Upward and onward - Still haven't replaced the smaller seal so when I opened the actuator, still got oil leaking.

As an alternative to the smaller Rocket Seals part, I just ordered this for $5.55 including shipping off Ebay: 15x23x7mm oil seal:


Will report if its a good fit.
 
FYI to you 4th gen owners...you can't use the method the GX uses as you have an electronic actuator for your 4WD selector...which puts another shift rod into the tcase actuator and makes it impossible to rotate off. Only way is to R&R the tcase for the 4genners.
 
Many many thanks and +much gratitude to all who contributed to this thread. Just performed the $6 version of the $3 fix, I did the seal as well since my o4 GX470 has 166000 miles on it and it wasn't torn but could tell it was worn compared to the new one. Three days later no leaks and everything works as it should.

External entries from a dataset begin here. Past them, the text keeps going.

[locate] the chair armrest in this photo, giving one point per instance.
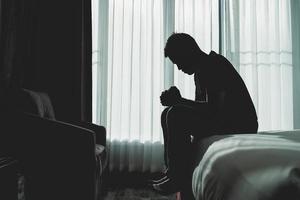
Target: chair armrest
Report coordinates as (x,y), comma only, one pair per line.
(58,158)
(100,131)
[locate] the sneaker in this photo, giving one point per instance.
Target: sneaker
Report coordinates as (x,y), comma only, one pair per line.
(159,180)
(166,187)
(162,177)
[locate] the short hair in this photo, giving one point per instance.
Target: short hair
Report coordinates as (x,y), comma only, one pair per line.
(180,42)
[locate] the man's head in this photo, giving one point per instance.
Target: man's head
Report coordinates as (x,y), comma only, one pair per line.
(183,50)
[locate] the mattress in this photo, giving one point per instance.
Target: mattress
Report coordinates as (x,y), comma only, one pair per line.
(264,166)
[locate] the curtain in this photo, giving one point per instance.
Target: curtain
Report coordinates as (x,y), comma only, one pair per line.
(256,37)
(130,71)
(295,5)
(132,60)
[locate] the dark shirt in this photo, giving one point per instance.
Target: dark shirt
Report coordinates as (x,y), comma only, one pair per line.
(236,113)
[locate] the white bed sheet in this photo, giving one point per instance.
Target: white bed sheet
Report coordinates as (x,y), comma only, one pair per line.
(260,166)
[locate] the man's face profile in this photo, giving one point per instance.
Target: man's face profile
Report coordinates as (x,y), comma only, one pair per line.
(183,64)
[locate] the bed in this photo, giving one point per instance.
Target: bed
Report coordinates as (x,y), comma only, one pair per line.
(263,166)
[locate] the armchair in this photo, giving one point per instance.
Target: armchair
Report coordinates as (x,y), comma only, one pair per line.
(59,160)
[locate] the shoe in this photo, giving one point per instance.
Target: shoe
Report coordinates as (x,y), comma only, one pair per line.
(162,177)
(166,187)
(159,180)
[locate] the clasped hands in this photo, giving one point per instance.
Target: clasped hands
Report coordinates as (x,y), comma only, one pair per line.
(170,97)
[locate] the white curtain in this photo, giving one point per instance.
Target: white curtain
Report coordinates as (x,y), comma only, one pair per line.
(130,71)
(256,37)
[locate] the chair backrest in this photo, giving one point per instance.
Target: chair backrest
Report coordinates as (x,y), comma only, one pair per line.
(42,103)
(28,101)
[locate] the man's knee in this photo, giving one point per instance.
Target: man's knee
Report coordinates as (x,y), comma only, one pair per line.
(164,113)
(176,113)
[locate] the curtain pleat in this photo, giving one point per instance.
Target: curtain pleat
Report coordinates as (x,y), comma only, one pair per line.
(130,71)
(257,36)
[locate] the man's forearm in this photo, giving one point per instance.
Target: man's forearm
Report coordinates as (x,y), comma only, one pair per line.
(197,105)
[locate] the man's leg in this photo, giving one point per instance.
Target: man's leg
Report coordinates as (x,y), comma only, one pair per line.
(177,123)
(165,133)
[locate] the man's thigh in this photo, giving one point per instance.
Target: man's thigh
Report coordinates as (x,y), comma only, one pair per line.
(192,121)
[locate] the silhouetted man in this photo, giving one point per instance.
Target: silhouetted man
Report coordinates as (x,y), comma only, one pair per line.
(222,105)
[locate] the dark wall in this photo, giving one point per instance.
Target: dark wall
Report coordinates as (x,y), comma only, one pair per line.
(48,48)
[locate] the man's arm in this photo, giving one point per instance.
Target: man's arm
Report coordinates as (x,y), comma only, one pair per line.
(210,108)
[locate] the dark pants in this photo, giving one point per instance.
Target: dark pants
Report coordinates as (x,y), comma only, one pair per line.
(179,123)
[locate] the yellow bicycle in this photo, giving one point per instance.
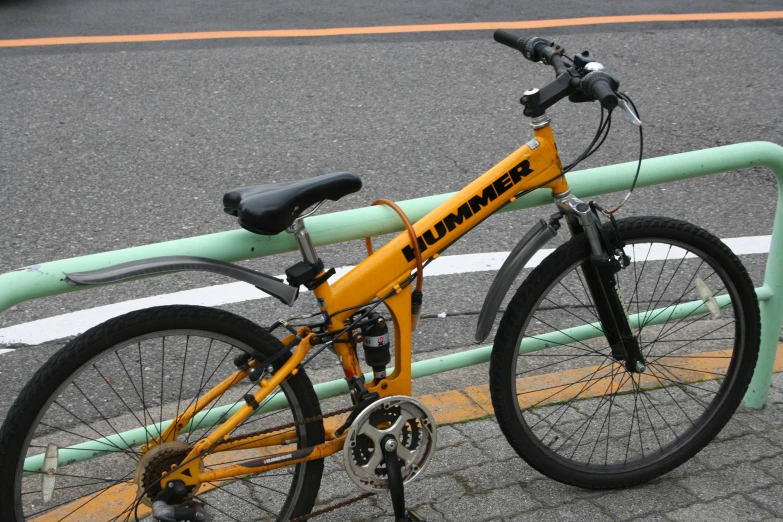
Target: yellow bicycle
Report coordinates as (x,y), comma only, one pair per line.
(621,355)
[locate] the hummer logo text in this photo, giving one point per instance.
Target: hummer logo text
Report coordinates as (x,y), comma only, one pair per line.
(470,208)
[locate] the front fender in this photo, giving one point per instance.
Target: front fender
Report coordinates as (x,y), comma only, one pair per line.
(512,266)
(159,265)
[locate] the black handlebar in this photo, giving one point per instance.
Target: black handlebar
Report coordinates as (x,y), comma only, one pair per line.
(592,83)
(601,87)
(530,47)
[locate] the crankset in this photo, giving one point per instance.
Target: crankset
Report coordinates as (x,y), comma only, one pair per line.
(388,445)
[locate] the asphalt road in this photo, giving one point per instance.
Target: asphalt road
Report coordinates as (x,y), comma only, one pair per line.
(110,146)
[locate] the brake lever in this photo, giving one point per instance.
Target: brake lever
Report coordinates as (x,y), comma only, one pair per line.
(632,117)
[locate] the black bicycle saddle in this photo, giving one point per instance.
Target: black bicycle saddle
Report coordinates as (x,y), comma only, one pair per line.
(269,209)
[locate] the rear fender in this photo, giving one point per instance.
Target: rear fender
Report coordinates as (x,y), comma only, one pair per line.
(160,265)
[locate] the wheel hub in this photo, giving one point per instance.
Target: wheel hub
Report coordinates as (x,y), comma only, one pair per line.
(155,464)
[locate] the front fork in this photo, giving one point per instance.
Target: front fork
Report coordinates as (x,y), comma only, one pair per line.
(600,277)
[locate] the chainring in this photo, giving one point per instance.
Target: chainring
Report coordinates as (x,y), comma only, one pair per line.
(412,425)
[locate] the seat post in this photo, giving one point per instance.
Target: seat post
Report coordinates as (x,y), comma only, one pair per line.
(303,240)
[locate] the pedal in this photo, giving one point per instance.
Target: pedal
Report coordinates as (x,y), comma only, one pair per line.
(415,517)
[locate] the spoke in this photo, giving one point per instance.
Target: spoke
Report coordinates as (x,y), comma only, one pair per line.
(689,385)
(216,400)
(666,287)
(688,369)
(586,348)
(162,380)
(128,452)
(102,416)
(117,394)
(182,376)
(668,354)
(201,383)
(673,327)
(539,368)
(144,406)
(586,385)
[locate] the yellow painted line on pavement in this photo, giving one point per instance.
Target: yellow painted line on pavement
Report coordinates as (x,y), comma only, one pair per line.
(392,29)
(449,407)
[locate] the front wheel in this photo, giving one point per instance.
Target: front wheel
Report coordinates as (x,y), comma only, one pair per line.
(573,411)
(77,444)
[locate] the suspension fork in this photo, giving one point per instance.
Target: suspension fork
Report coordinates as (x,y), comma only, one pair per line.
(600,277)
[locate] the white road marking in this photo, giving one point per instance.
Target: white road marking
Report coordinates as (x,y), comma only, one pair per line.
(67,325)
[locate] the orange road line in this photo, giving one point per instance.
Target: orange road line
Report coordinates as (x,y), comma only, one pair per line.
(447,407)
(392,29)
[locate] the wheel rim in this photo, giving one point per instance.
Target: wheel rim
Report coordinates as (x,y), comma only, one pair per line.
(119,391)
(584,409)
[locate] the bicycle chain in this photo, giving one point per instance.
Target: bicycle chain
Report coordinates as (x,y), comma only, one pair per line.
(307,421)
(294,424)
(332,508)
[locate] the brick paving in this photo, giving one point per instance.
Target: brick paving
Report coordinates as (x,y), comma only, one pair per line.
(476,476)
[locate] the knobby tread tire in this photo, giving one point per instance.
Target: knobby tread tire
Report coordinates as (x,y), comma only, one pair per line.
(525,302)
(62,365)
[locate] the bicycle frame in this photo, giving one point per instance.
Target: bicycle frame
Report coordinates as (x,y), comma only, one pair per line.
(537,163)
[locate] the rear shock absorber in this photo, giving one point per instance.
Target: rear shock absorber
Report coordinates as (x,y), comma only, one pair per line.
(375,340)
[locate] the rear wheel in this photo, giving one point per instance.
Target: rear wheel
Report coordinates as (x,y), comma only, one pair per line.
(575,413)
(119,383)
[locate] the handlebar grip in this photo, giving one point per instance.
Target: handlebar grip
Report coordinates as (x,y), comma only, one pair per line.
(530,47)
(509,39)
(601,87)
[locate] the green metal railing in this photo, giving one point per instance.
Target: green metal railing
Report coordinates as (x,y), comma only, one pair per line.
(47,279)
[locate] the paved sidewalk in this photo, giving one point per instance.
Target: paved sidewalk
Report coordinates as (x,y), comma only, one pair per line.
(476,476)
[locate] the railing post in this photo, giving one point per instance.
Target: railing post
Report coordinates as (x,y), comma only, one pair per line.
(771,309)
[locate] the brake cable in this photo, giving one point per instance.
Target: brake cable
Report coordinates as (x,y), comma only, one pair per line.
(624,97)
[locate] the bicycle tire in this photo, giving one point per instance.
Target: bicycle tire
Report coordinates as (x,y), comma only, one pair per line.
(108,387)
(578,416)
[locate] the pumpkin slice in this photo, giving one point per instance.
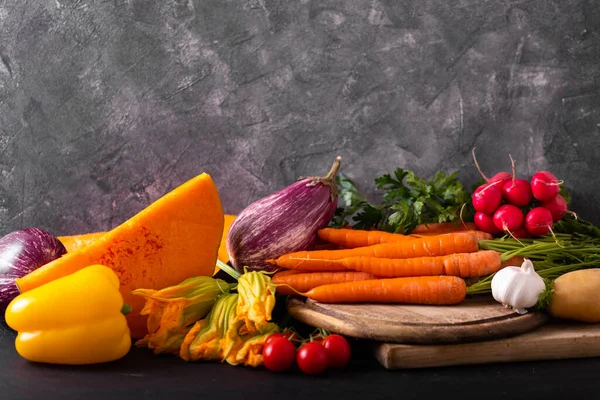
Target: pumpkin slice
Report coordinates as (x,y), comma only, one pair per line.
(172,239)
(76,242)
(223,255)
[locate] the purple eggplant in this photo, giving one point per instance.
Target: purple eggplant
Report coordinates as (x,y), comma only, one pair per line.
(283,222)
(21,252)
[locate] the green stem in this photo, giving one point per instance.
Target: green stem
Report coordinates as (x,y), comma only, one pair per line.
(228,270)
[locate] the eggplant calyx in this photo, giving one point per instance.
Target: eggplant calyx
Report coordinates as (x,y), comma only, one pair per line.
(327,180)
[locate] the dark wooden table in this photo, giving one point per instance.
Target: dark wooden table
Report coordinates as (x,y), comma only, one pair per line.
(143,375)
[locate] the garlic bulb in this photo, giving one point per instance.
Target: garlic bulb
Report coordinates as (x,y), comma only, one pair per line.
(518,287)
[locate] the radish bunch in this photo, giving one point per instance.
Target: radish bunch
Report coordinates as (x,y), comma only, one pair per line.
(505,204)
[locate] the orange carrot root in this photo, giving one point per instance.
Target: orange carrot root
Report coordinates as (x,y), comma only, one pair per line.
(427,246)
(464,265)
(434,290)
(444,227)
(291,284)
(480,235)
(352,238)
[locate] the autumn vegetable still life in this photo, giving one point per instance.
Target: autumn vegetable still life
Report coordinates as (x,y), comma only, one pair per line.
(185,279)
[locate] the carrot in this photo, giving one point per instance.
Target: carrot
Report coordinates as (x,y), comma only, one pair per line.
(351,238)
(411,290)
(480,235)
(428,246)
(304,281)
(444,227)
(287,272)
(464,265)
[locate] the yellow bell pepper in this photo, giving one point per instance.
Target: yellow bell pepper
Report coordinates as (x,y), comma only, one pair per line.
(75,319)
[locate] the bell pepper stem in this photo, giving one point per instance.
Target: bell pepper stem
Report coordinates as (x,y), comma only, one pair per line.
(126,309)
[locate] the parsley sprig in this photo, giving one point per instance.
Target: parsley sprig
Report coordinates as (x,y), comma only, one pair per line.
(407,201)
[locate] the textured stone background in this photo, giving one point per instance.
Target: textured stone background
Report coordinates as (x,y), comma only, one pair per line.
(107,105)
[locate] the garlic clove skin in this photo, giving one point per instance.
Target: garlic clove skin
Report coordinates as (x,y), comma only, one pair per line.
(518,287)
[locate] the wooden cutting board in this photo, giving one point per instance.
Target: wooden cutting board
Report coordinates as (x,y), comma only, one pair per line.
(478,331)
(552,341)
(474,319)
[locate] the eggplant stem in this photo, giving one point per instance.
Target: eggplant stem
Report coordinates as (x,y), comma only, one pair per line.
(228,270)
(327,180)
(335,168)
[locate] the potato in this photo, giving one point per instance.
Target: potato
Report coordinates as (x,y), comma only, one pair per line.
(576,296)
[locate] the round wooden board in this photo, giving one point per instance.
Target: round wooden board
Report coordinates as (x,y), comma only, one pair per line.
(474,319)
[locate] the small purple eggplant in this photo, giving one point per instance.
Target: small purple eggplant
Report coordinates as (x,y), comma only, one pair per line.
(22,252)
(283,222)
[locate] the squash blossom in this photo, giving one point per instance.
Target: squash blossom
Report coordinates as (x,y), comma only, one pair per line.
(75,319)
(237,326)
(172,310)
(205,341)
(257,299)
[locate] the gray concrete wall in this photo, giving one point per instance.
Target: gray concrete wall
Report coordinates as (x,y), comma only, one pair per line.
(105,106)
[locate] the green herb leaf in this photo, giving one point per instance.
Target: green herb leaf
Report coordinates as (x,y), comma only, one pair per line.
(408,200)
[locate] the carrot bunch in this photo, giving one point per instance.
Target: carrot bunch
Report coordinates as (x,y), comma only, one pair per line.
(428,266)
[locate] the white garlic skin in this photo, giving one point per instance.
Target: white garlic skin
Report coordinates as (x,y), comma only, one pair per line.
(518,287)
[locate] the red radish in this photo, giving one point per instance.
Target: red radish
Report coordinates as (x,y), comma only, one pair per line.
(544,185)
(538,221)
(557,207)
(484,222)
(508,218)
(517,192)
(486,198)
(501,176)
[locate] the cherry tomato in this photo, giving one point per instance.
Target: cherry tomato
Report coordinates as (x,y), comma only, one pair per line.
(278,354)
(273,336)
(338,351)
(312,358)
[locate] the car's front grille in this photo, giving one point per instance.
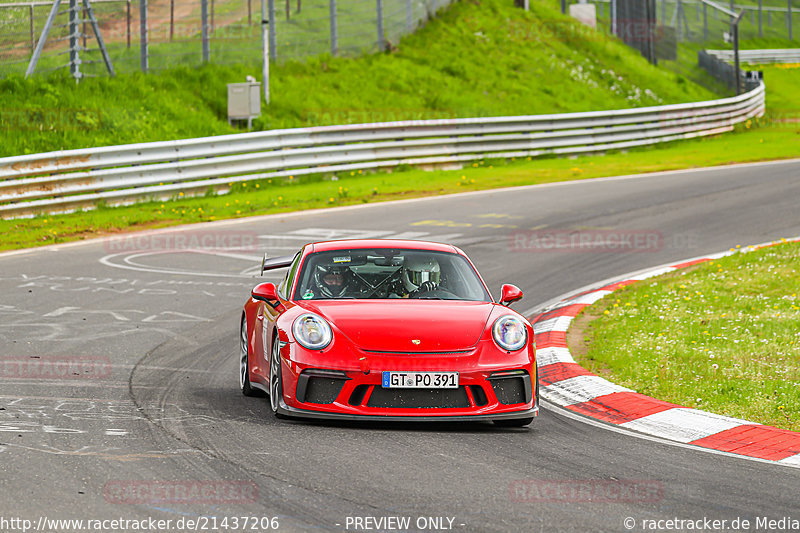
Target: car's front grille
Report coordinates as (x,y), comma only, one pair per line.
(320,386)
(511,387)
(418,398)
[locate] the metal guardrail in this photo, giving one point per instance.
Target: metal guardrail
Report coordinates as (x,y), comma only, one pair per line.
(784,55)
(75,179)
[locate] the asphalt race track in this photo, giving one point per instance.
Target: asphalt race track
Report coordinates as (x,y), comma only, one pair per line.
(168,408)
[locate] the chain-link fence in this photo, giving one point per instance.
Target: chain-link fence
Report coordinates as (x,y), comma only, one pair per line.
(681,29)
(191,32)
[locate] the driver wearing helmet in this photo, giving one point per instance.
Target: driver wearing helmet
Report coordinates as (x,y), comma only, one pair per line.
(420,274)
(333,281)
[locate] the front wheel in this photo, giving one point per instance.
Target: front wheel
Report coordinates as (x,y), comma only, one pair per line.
(513,422)
(275,377)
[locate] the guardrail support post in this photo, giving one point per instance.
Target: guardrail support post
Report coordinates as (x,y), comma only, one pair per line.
(381,37)
(144,59)
(33,38)
(273,37)
(204,30)
(74,42)
(265,50)
(334,29)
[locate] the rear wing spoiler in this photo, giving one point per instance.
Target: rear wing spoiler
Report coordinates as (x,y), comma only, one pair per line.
(274,263)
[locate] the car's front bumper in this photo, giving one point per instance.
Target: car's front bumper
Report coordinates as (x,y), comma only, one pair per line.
(285,410)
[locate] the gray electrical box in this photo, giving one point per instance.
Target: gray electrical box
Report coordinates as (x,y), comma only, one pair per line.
(244,101)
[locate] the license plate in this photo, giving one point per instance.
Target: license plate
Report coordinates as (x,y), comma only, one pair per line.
(420,380)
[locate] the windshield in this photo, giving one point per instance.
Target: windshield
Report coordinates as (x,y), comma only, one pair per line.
(388,274)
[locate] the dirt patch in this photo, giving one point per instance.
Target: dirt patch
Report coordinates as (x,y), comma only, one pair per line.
(577,342)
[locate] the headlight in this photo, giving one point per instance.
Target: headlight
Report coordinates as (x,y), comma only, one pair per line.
(312,332)
(509,333)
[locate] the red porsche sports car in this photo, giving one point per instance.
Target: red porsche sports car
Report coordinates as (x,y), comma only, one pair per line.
(387,330)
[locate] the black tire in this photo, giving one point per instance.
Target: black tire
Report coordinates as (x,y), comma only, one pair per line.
(275,378)
(244,362)
(513,422)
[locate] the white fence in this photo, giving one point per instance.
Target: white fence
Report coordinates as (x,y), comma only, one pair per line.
(785,55)
(76,179)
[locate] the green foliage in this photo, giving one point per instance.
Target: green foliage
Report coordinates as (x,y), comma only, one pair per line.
(721,337)
(475,59)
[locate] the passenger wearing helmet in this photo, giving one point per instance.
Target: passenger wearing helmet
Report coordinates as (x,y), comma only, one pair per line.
(420,274)
(333,281)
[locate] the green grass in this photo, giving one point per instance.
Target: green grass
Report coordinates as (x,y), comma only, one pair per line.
(161,97)
(721,337)
(475,59)
(775,136)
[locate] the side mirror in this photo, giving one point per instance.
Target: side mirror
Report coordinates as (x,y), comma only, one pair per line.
(266,292)
(510,294)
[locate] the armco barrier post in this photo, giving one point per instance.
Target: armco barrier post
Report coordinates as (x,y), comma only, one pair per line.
(204,30)
(273,37)
(381,39)
(33,37)
(760,18)
(334,29)
(144,60)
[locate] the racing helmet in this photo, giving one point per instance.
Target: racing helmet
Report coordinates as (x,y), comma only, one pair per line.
(331,280)
(418,270)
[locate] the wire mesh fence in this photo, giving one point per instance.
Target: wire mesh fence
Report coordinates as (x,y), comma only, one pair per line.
(174,33)
(682,29)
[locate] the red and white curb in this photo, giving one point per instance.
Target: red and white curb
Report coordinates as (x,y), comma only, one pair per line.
(565,383)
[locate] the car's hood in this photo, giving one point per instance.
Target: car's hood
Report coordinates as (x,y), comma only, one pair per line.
(407,325)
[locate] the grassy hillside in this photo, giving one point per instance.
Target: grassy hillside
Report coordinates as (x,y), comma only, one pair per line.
(478,58)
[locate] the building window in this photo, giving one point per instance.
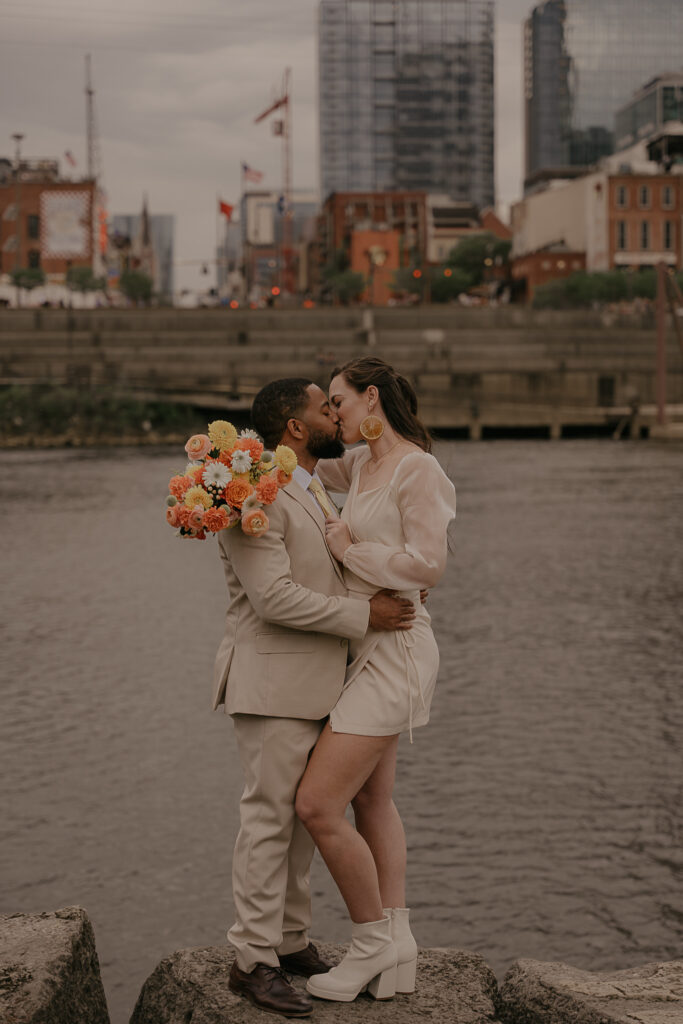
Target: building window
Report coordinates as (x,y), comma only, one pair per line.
(622,197)
(669,235)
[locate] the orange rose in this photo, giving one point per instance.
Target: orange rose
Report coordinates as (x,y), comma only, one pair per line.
(215,519)
(266,489)
(196,517)
(198,446)
(237,492)
(255,522)
(250,444)
(183,515)
(172,515)
(178,484)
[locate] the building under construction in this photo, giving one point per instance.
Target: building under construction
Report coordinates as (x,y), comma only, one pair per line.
(407,97)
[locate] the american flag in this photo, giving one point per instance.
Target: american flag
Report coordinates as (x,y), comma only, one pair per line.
(251,175)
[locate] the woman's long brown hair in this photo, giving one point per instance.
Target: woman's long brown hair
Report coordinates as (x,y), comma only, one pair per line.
(396,394)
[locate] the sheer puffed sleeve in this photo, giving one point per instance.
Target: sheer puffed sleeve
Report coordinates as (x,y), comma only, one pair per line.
(426,500)
(338,473)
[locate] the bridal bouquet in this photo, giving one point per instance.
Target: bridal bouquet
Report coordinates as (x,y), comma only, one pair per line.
(227,481)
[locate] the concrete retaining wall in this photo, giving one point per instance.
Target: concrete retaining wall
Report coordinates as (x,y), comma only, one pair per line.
(473,369)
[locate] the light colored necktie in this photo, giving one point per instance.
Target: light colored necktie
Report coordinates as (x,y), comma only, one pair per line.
(322,498)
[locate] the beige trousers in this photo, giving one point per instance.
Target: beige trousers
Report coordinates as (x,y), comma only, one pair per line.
(273,851)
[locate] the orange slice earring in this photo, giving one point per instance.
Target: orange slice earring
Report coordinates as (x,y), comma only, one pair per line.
(371,428)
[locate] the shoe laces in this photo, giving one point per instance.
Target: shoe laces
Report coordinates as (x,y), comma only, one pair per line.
(279,972)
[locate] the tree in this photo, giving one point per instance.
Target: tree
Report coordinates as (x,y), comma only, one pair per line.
(81,279)
(476,252)
(136,286)
(447,284)
(28,278)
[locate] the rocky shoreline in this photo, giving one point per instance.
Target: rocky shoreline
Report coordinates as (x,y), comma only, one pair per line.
(49,974)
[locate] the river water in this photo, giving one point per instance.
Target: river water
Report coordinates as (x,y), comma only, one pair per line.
(543,804)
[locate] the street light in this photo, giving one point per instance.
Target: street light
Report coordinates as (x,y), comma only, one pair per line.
(17,136)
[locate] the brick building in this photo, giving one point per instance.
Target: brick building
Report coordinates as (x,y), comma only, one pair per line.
(380,232)
(45,221)
(609,219)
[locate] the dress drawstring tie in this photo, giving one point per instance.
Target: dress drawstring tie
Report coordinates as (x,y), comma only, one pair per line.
(413,673)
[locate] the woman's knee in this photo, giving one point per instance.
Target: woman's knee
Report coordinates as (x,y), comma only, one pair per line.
(372,801)
(309,807)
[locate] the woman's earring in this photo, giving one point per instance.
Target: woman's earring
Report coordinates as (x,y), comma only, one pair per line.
(371,428)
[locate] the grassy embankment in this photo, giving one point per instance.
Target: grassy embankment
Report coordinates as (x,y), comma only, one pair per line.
(52,416)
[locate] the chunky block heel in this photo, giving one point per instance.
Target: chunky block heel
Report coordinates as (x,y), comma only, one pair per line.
(407,949)
(406,974)
(370,965)
(383,986)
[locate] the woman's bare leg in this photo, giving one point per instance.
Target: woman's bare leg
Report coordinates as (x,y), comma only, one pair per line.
(339,767)
(379,822)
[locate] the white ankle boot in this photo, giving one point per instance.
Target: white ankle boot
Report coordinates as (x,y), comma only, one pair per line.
(407,948)
(370,963)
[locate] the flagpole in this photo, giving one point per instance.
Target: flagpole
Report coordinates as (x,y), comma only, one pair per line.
(218,250)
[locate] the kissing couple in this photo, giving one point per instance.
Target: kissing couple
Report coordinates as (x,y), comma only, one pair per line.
(328,656)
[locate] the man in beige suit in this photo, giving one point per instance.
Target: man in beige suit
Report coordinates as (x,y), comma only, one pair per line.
(280,670)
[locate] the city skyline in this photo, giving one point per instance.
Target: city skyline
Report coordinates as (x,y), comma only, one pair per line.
(406,97)
(178,122)
(584,60)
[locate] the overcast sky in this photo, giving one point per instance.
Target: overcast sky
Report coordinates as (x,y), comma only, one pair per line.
(177,87)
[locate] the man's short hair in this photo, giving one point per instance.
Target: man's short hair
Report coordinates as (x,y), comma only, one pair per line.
(275,404)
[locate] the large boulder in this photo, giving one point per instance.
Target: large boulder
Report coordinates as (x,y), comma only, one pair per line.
(49,971)
(555,993)
(454,987)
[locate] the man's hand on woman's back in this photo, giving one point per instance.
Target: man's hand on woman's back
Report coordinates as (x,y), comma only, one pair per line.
(388,612)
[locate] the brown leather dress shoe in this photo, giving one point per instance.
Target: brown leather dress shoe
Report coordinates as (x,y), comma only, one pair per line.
(268,988)
(305,962)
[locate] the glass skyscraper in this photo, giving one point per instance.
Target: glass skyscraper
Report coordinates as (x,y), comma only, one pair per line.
(584,60)
(407,96)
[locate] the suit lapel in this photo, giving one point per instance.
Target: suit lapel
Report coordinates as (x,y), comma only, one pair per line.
(299,496)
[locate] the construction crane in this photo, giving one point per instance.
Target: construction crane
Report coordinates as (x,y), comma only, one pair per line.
(283,127)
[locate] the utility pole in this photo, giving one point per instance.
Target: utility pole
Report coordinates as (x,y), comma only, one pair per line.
(94,170)
(662,344)
(17,137)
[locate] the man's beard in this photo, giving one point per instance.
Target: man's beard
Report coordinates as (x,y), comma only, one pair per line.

My only concern was this vehicle is fairly new to me and I found out about the leak when I investigated a power steering pump like whine coming from the transmission tunnel. only during warm-up. Thankfully it wasn't the tranny. I totally agreed with several who posted the opinion that while there is a small chance of a booboo the it was worth trying before going down the factory approved $2000+ road. My only concern is the case was almost dry. 1.5 qt capacity and it took 1qt
6ounces. I used Valvoline synthetic GL5 75-140 to hopefully slow down /stop the leak while I did the research that lead me to this site and in particular this thread. In the 1500 miles I drove it, it only leaked 2 ounces. Unless there is problem with this fluid I plan on leaving it in till the next drain and fill is due Once again thanks from the bottom of my wallet!!!
 
My mechanic tried the twist and pull method on my 2004 gx470, and now my VSC TRAC off light is stuck in the off position.
Does anyone know why. When I push the VSC button the light stays on. I've tried all of the resets and nothing works.